Equity in recommender systems often focuses on provider fairness, ensuring visibility for items from various groups proportional to their representation in user interactions. Traditionally, fairness has been applied to coarse-grained groups, such as continents or binary gender classifications, due to their manageability. However, this approach can obscure inequities within these groups, disadvantaging smaller, fine-grained subgroups, like specific countries within a continent.

The CONFIGRE Approach

CONFIGRE (COarse aNd FIne Grained RE-ranking) is a post-processing algorithm that tackles this limitation by redistributing visibility among providers at both coarse and fine-grained levels. Here’s how it works:

  1. Group Representation calculation. CONFIGRE first computes the representation of each group (e.g., continents and countries) based on the training dataset.
  2. Bucket creation. Items are grouped into buckets by their coarse (e.g., continent) and fine-grained (e.g., country) group attributes, sorted by their predicted relevance.
  3. Re-ranking in phases.
    • Phase 1. Prioritizes underrepresented fine-grained groups, ensuring their representation matches their training set proportions.
    • Phase 2. Balances recommendations across coarse-grained groups while respecting fine-grained representation as much as possible.
    • Phase 3. Completes the recommendation list with the most relevant items if earlier phases leave gaps.

Experimental Validation

The effectiveness of CONFIGRE was tested on two datasets:

  • MovieLens-1M. A movie recommendation dataset enriched with geographic metadata.
  • DataSongs. A newly created dataset of song ratings with detailed geographic attributes.

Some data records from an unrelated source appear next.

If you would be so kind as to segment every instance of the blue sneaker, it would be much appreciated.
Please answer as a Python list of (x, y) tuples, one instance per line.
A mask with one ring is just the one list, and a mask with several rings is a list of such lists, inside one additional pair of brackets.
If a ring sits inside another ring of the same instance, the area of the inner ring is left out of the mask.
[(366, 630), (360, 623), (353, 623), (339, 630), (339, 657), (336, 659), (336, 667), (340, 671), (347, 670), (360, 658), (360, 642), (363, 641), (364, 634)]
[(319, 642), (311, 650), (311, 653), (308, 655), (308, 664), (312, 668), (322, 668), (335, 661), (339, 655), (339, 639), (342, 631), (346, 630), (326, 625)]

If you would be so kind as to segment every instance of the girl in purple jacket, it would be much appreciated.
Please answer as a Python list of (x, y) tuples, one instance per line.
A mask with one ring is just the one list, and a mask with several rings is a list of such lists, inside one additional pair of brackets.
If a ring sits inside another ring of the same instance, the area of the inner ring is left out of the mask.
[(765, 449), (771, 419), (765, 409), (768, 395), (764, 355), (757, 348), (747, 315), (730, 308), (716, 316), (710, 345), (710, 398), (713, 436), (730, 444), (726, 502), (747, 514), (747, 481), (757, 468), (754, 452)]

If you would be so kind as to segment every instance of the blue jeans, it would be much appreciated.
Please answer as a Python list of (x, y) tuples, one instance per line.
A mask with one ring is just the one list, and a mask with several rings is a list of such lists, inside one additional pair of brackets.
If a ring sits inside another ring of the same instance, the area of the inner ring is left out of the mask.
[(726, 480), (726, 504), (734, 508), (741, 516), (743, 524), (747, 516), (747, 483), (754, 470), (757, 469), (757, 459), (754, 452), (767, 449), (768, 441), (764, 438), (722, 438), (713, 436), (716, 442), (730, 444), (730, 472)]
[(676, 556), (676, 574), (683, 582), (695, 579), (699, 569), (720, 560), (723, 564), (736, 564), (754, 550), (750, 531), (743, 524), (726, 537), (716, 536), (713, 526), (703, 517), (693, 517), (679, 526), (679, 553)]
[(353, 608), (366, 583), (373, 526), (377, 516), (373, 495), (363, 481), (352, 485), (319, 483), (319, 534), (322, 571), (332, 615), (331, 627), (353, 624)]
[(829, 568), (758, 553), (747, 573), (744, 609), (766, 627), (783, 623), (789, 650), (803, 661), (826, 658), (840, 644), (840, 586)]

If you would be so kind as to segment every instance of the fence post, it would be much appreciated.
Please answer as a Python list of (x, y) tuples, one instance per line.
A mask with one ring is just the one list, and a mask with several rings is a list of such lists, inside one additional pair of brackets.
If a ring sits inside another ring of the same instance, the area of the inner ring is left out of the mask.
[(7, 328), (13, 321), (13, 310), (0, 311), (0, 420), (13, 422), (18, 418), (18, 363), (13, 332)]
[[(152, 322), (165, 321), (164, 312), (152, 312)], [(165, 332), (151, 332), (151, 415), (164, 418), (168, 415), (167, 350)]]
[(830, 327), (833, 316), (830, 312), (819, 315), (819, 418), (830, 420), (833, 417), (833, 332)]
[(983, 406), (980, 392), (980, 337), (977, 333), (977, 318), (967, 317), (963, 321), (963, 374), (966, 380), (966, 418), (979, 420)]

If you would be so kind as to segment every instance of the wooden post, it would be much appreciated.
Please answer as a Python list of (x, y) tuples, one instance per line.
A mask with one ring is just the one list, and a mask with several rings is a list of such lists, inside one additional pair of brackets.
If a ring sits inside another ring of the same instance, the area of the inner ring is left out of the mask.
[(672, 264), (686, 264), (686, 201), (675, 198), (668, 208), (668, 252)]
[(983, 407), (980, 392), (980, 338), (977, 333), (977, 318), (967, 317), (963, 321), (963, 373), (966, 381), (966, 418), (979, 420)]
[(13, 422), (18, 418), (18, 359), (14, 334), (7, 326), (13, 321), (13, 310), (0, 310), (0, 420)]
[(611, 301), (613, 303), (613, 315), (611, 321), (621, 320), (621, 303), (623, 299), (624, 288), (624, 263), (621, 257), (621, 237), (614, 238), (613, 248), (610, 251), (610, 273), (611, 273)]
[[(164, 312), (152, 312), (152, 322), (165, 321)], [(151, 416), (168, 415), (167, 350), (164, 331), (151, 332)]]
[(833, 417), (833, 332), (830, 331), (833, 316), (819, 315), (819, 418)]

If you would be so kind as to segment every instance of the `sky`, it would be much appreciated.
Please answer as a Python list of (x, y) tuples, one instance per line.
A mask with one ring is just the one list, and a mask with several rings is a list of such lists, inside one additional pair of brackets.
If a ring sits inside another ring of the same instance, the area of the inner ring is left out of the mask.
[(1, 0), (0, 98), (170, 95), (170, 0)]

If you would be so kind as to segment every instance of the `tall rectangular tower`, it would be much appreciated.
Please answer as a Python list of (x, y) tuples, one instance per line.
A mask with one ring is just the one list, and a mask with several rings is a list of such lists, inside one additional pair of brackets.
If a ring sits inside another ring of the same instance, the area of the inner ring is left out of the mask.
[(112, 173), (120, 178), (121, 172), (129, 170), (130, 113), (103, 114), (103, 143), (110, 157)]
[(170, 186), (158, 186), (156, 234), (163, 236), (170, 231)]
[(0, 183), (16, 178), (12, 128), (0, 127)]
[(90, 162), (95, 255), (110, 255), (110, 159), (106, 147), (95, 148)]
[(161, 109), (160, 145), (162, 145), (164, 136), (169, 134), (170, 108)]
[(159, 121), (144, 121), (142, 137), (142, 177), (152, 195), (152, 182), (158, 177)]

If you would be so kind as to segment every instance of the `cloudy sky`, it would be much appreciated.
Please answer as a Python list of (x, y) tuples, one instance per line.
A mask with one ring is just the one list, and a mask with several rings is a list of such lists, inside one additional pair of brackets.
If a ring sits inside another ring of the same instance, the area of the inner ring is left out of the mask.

Our main findings include:

  • Reduction in disparities. CONFIGRE significantly reduced disparities in visibility for fine-grained groups. For example, in the DataSongs dataset, it reduced country-level visibility disparity by over 50% for some algorithms.
  • Enhanced coverage. The number of represented countries increased across all algorithms, demonstrating CONFIGRE’s ability to improve diversity in recommendations.
  • Minimal impact on effectiveness. While fairness adjustments often compromise recommendation quality, CONFIGRE achieved its goals with negligible loss in accuracy (measured by NDCG).

Conclusions

By addressing fairness at both coarse and fine-grained levels, CONFIGRE ensures that smaller providers within larger groups are not under-recommended. This has far-reaching implications, especially in domains like education and entertainment, where equitable exposure can significantly influence opportunities and success.

This study highlights the importance of considering multiple levels of granularity in fairness-aware recommender systems. Future research could explore applying CONFIGRE to other sensitive attributes, such as socio-economic status or linguistic diversity, and extending its utility to multi-stakeholder environments.